Understanding that intimate partners consistently look for an outside person or another external factor to divert attention from their relational conflicts can help make sense of what’s happening when a family business, or a person in it, becomes a potent “pressure relief valve” during marital conflict. In family firms that survive and prosper into successive generations, this tendency to triangulate presents even more intense challenges.  Influential family members who underestimate the power of family business dynamics and are unable to contain and manage their conflicts can cast spouses and in-laws, in particular, in the scapegoat role.  One third-generation member of a prominent family business went so far as to claim that the old proverb about marriage: “For this reason shall a man leave his father and mother and cleave to his wife…” is not possible in a family like hers.  Indeed in family businesses, the contradictory meaning of the word “cleave” has proven to be the experience of many a young couple!

While at times the marital challenges faced by family business members are significantly magnified by the intensities of power, wealth and notoriety, they are not, in their essence, substantially different from those faced by any married couple.  A way to gain a fresh perspective on some of the mysteries of family business is to recognize that the challenges of running a family firm can become a way to regulate the predictable anxieties of couple life. For example, in the absence of a new “guiding purpose” to stabilize an entrepreneur’s marriage, the avoidance of succession planning becomes a major risk factor contributing to family conflict and business failure.

The “avoidance” of succession planning has roots in a founding couple’s developmental struggles, especially when they are strongly identified with their involvement in the family firm.  The couple may unknowingly be “buying time” in the inevitable march towards the end of life.  Additionally, avoiding succession planning prolongs the parenting stage as the founders remain vital to the support of adult children instead of facing the natural and important pain associated with their children’s developmental need to separate differentiate from the family in order to form their own adult identities.

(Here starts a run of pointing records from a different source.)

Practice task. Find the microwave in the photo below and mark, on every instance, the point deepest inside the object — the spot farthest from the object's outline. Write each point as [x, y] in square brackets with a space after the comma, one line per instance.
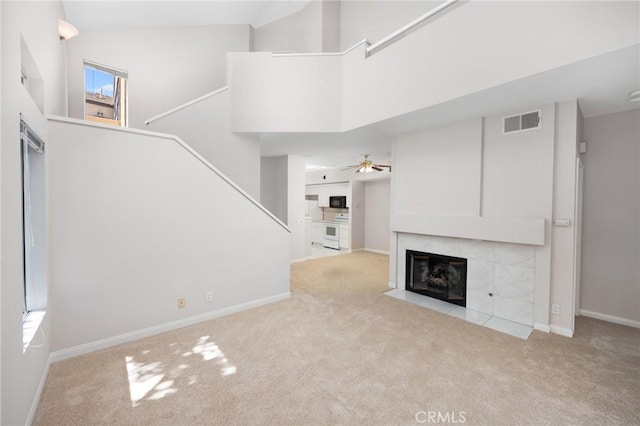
[338, 201]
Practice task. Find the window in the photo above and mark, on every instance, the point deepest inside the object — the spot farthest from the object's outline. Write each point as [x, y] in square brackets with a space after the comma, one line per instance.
[34, 301]
[105, 99]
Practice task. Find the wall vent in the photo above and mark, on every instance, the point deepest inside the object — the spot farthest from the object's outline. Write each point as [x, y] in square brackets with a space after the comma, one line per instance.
[518, 123]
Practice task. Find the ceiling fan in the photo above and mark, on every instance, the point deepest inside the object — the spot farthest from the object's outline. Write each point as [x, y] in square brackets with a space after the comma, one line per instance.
[367, 166]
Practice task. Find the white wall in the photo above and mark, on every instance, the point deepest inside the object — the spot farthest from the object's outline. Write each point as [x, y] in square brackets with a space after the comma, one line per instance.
[376, 215]
[282, 192]
[611, 247]
[374, 20]
[301, 94]
[296, 207]
[167, 66]
[36, 22]
[398, 80]
[293, 93]
[450, 154]
[138, 222]
[206, 127]
[300, 32]
[331, 26]
[502, 178]
[357, 214]
[564, 203]
[274, 193]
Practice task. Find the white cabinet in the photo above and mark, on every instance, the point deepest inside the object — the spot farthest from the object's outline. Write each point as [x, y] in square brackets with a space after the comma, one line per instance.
[325, 191]
[345, 236]
[323, 195]
[339, 189]
[317, 233]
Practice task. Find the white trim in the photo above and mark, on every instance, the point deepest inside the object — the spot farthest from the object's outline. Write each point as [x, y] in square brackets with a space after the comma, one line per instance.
[561, 331]
[106, 68]
[161, 328]
[517, 230]
[541, 327]
[292, 54]
[376, 251]
[185, 105]
[411, 25]
[610, 318]
[36, 398]
[180, 142]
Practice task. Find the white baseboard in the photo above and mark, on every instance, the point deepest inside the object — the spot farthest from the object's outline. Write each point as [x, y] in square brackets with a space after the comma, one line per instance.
[561, 331]
[377, 251]
[161, 328]
[541, 327]
[610, 318]
[38, 394]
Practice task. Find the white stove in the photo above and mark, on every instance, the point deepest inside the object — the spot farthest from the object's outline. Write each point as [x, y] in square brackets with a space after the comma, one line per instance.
[332, 230]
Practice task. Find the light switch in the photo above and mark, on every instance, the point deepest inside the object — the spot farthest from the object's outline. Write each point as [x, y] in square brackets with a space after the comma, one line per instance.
[562, 222]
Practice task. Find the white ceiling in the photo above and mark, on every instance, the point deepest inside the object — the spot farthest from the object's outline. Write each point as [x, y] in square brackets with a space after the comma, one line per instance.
[101, 14]
[600, 84]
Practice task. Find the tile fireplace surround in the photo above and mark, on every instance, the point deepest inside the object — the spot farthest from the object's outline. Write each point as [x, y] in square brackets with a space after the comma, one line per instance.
[500, 276]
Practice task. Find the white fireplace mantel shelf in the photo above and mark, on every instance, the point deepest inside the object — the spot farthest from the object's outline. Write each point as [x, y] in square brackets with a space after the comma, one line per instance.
[502, 229]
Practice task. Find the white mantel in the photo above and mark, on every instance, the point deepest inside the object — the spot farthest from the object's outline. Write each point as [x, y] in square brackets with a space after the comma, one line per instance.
[500, 276]
[499, 229]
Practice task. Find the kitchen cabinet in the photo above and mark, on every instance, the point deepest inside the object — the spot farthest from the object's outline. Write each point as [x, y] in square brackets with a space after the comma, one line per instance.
[345, 236]
[317, 232]
[325, 191]
[323, 196]
[339, 189]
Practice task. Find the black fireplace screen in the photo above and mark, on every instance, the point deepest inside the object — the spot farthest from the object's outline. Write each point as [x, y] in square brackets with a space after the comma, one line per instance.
[438, 276]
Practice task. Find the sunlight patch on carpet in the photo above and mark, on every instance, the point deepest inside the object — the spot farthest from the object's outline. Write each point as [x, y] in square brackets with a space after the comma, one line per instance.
[153, 381]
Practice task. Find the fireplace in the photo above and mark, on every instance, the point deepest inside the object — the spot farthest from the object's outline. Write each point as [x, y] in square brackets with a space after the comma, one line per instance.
[438, 276]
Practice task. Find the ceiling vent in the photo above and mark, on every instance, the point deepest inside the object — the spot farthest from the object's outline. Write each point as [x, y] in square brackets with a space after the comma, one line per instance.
[518, 123]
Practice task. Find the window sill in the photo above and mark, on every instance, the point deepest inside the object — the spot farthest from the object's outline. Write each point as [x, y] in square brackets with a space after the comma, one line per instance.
[30, 326]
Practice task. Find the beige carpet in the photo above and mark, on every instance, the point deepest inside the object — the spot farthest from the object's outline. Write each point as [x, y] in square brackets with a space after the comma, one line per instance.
[340, 352]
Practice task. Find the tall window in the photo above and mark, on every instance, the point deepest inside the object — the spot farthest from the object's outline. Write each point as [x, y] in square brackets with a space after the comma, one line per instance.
[105, 94]
[34, 222]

Although the challenges are formidable, there is exciting potential for business owning couples to reflect on the dynamics of their intimate relationship in the context of the financial risks, intense decision-making pressures, and rewards associated with a life led within a successful family firm. And as stewards of the world’s most powerful and enduring economic engine, they would benefit from a better understanding of how their relationship can make a profound contribution to the economic success and the personal growth of families and communities.